Accounting of cryptocurrency is fraught with challenges

Dr Shahnawaz Khan, CEO — Baker Tilly Oman


The Sultanate of Oman is preparing to be part of the global crypto ecosystem by implementing the "Regulatory Framework for Virtual Assets (VAs) and Virtual Assets Service Providers (VAPs)" (the framework).


While the Capital Market Authority (CMA) initiated the process of drafting and implementing the framework, a new challenge is approaching in the form of accounting for VA or cryptocurrency in line with the generally accepted accounting principles or International Financial Reporting Standards (IFRS).

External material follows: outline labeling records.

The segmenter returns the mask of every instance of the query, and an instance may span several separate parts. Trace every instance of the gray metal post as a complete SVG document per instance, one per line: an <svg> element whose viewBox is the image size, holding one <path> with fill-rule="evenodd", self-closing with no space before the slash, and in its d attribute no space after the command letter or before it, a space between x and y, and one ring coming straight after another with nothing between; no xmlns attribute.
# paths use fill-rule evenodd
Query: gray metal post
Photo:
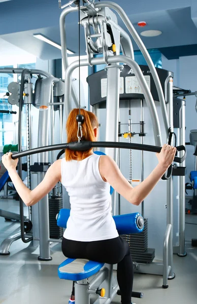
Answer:
<svg viewBox="0 0 197 304"><path fill-rule="evenodd" d="M142 88L143 93L147 104L148 108L149 111L152 123L153 125L154 136L155 141L155 145L161 146L162 141L161 131L160 128L159 121L158 117L157 112L156 106L150 92L149 87L146 82L144 77L143 74L139 65L136 61L133 60L131 58L125 56L111 56L107 58L108 64L116 63L117 62L123 62L132 67L137 77L140 85ZM103 58L92 58L91 60L91 64L94 65L96 64L103 64L105 62ZM82 60L80 62L81 66L88 65L88 61L86 59ZM66 115L68 115L70 112L70 109L71 108L71 84L72 73L75 68L79 66L79 61L77 60L70 65L67 69L65 73L65 90L64 90L64 105ZM113 85L114 87L114 84Z"/></svg>
<svg viewBox="0 0 197 304"><path fill-rule="evenodd" d="M106 141L118 141L119 104L120 72L121 66L113 65L107 67L107 88L106 104ZM117 149L106 148L107 155L112 157L116 163L118 161ZM116 193L114 192L112 199L112 212L116 214Z"/></svg>
<svg viewBox="0 0 197 304"><path fill-rule="evenodd" d="M168 119L165 100L163 96L161 85L155 67L148 52L148 51L140 39L139 35L138 35L137 32L136 31L135 27L133 25L132 22L122 8L121 8L120 6L116 3L114 3L111 1L102 1L101 3L96 3L96 4L95 5L95 7L96 8L103 8L106 7L113 9L118 13L144 55L144 57L151 72L155 84L162 111L166 132L167 135L168 135L170 126L169 122Z"/></svg>
<svg viewBox="0 0 197 304"><path fill-rule="evenodd" d="M168 83L168 104L167 108L170 126L172 132L173 132L173 79L170 78ZM175 275L173 273L173 179L167 180L167 225L171 225L172 229L169 239L168 262L171 267L169 279L174 279Z"/></svg>
<svg viewBox="0 0 197 304"><path fill-rule="evenodd" d="M180 130L180 144L185 145L185 104L181 109L181 126ZM181 157L182 153L180 153ZM180 165L180 167L185 166L185 161ZM180 218L179 218L179 256L185 256L185 176L179 176L180 182Z"/></svg>
<svg viewBox="0 0 197 304"><path fill-rule="evenodd" d="M48 145L49 135L49 108L48 104L51 101L51 87L57 79L49 77L43 81L41 93L41 106L39 111L38 146L41 147ZM48 163L48 153L44 152L38 155L38 162ZM38 173L38 183L43 180L45 172ZM50 260L49 243L49 218L48 196L45 196L38 203L40 256L40 260Z"/></svg>
<svg viewBox="0 0 197 304"><path fill-rule="evenodd" d="M87 292L89 289L89 284L87 280L81 281L75 283L75 300L76 304L89 304L90 295ZM82 284L83 283L83 284Z"/></svg>
<svg viewBox="0 0 197 304"><path fill-rule="evenodd" d="M27 150L29 150L31 147L31 121L30 117L31 104L27 104L26 105L26 141L27 141ZM30 171L30 166L31 165L31 157L30 155L27 157L27 186L29 189L31 189L31 172ZM29 218L31 220L31 207L28 208Z"/></svg>
<svg viewBox="0 0 197 304"><path fill-rule="evenodd" d="M53 103L53 86L51 87L51 102ZM54 120L55 120L55 114L54 111L53 106L50 107L50 116L51 120L51 144L54 144ZM51 163L53 164L55 161L55 151L51 151ZM53 188L52 189L53 196L55 196L56 193L55 188Z"/></svg>
<svg viewBox="0 0 197 304"><path fill-rule="evenodd" d="M170 234L171 233L172 225L169 224L168 225L165 236L163 240L163 288L168 288L168 279L169 274L169 260L168 260L168 252L169 252L169 238Z"/></svg>
<svg viewBox="0 0 197 304"><path fill-rule="evenodd" d="M144 107L143 100L140 99L140 109L141 109L141 121L144 121ZM144 136L141 136L141 144L144 144ZM144 151L141 151L141 182L143 181L144 176ZM144 216L144 201L142 202L142 215Z"/></svg>
<svg viewBox="0 0 197 304"><path fill-rule="evenodd" d="M194 147L194 151L195 151L196 146ZM194 157L194 171L197 171L197 157ZM197 189L194 189L194 195L197 195Z"/></svg>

A cryptocurrency is a unit of value that is native to a blockchain. It is a means of exchange within the blockchain to incentivise the network of participants to use the blockchain. The cryptocurrencies Bitcoin, Ether, Ripple, and Litecoin are all examples of native cryptocurrencies also known as digital money.


There are no defined rules or IFRS which cover the accounting of cryptocurrency. Some of the possible combinations of accounting for the cryptocurrency are as below:


Can cryptocurrency be recognised as cash and cash equivalents since they are a medium of exchange?


IAS 7 "Statement of Cash Flows" requires any medium of exchange to meet the definitions of cash and cash equivalents to have the following attributes:


• Legal tender in virtually all jurisdictions


• Backed by a government or central bank


• Readily be exchanged for any good or service


• Short-term, highly liquid investments


Cryptocurrency does not have any of the attributes above and hence does not fall within the provisions of IAS 7.


Can cryptocurrency be recognised as a financial instrument?


IAS 32 "Financial Instruments" defines a financial instrument as a contract that gives rise to a financial asset of one entity and a financial liability or equity instrument of another entity.


Cryptocurrency does not fall into the definition of financial assets due to the lack of a contractual relationship that results in a financial asset for one party and financial liability for another entity.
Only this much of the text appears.